KODIAK (AP) — Just over 10 years ago, a ship carrying soybeans went aground in Makushin Bay on Unalaska Island in the Aleutian Chain during a big storm.

Air Station Kodiak responded with a Jayhawk helicopter along with the cutter Alex Haley. Through the wind and squalls and approaching darkness, the Coast Guard worked to get the crew of the Selendang Ayu off the boat.

After taking all of the crew off the ship except the captain and a Coast Guard rescue swimmer, a big wave hit the side of the grounded ship, throwing water into the air. It hit the helicopter and caused it to crash, hitting the Selendang Ayu and landing in the ocean.

The members of the Coast Guard in the helicopter and one of the seven members of the ship’s crew that were in the helicopter escaped the helicopter and were picked up by another helicopter that had taken off from the Alex Haley a little while before. Six crew members died.

The Selendang Ayu broke in half and spilled its cargo of soybeans and oil.
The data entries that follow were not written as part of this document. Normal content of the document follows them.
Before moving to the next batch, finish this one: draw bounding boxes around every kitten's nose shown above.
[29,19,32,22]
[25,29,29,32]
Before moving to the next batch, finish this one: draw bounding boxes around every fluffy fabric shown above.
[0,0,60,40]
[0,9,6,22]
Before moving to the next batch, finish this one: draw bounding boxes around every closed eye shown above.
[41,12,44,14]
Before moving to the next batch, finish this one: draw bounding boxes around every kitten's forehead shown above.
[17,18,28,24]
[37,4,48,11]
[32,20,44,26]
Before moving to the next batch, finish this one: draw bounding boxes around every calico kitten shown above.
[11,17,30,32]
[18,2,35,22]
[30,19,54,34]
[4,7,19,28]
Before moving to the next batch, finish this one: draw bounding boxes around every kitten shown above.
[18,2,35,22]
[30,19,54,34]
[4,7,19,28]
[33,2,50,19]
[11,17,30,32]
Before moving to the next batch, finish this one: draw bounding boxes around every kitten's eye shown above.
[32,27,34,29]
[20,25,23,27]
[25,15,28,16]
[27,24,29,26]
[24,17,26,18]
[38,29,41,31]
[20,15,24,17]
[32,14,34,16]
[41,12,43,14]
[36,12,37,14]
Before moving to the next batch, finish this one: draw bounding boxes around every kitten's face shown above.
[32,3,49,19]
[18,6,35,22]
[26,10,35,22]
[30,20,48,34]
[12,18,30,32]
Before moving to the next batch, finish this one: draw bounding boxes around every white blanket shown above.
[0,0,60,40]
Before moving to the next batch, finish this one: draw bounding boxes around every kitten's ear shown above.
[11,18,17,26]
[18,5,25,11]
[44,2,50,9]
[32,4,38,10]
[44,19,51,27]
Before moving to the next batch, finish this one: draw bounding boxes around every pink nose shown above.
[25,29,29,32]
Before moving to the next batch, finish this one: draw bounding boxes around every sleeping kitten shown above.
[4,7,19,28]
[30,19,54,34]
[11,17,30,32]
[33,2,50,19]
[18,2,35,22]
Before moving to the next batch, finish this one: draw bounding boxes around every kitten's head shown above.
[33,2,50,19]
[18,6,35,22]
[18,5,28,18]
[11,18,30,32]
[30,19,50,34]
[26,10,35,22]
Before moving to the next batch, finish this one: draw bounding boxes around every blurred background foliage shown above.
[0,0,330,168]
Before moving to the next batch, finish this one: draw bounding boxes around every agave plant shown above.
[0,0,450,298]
At Coast Guard Base Kodiak last week, retired Lt. Cmdr. David Neel, who was flying the helicopter that crashed, talked to a roomful of Coast Guard about his experience that day and the lessons learned.

As a result of that accident and crash, wave hydraulics are now talked about more and accounted for, Neel said.

When the wave hit the helicopter, Neel said they were about 100 feet up in seas around 60 feet.

No one expected a crashing wave to shoot that high into the air. After the crash, pilots were informed of that possibility.

“Once a vessel grounds, it becomes part of the ground and it doesn’t have the same floating characteristics,” Neel said, “When it becomes effectively grounded, it becomes like an extension of a cliff, so when a wave hits it, it will eject that water up much higher.”

Neel also said it reiterated the importance of training to pop open a window and crawl out of a helicopter in case of an emergency.

“I bring that up because I thought that was great training at the time, and it gave me that effective muscle memory training,” Neel said.

Years later, Neel flies helicopters for a living, although he’s since retired from the Coast Guard. He also talks about the experience occasionally.

“My perspective is the opportunity to come here and share is the least I can do after surviving that kind of thing,” Neel said. “It takes a little bit of a toll to bring it up every time when I’m invited to these kind of events, and I feel like it’s a little bit of a challenge for me, but it’s also my duty.”